Implementing Child-Parent Psychotherapy in Your Agency
Child-parent psychotherapy training involves an 18-month process including three virtual trainings (conducted over 13 half-days), attending two to three monthly consultation video calls, attending bimonthly reflective supervision, and treating a minimum number of cases. Child-parent psychotherapy also requires agency support, including support for therapists, maintenance of supplies, and development of key infrastructure. For more information, see below:
- Child-Parent Psychotherapy Information Sheet – Virtual Training — summary of training requirements
- Child-Parent Psychotherapy Implementation Overview- Virtual Training — agency infrastructure needs
- Child-Parent Psychotherapy Agency Checklist – Virtual Training — checklist of agency requirements
- Child-Parent Psychotherapy Implementation Level Training Overview — video series from child-parent psychotherapy developers
- Child-Parent Psychotherapy Learning Collaborative Overview — video series from child-parent psychotherapy developers
Upcoming Child-Parent Psychotherapy Training Dates
Child-Parent Psychotherapy Training: July 20-21 and 24-26, 2023 (five, half-day sessions). Online via Zoom. Applications open in Spring 2023.
Notes
Agencies applying to send more than one therapist are given priority to training openings as child-parent psychotherapy is most effectively implemented in this setting. Openings for each cohort are limited. Once a training is full, interested participants will be put on a list for information on future child-parent psychotherapy trainings.
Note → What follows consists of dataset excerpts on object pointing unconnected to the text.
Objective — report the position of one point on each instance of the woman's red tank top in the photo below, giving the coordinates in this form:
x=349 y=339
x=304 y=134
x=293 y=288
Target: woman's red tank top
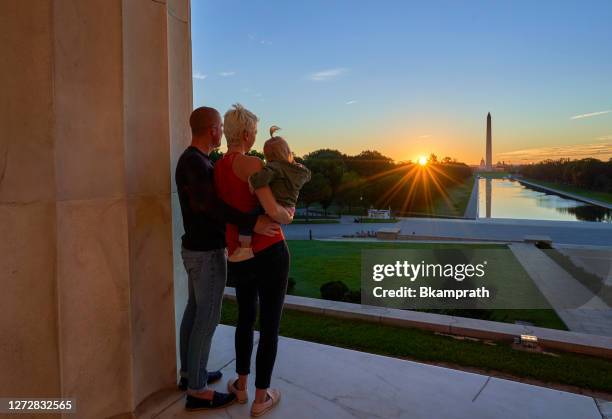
x=235 y=192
Each trainee must be designated as either a supervisor or therapist. For groups of trainees from the same agency, at least one trainee must be designated as a supervisor. Supervisors typically have more clinical experience and may already be in a leadership or supervisory role within their agency (though this is not mandatory). Supervisors attend one more consultation call per month, but have fewer case requirements.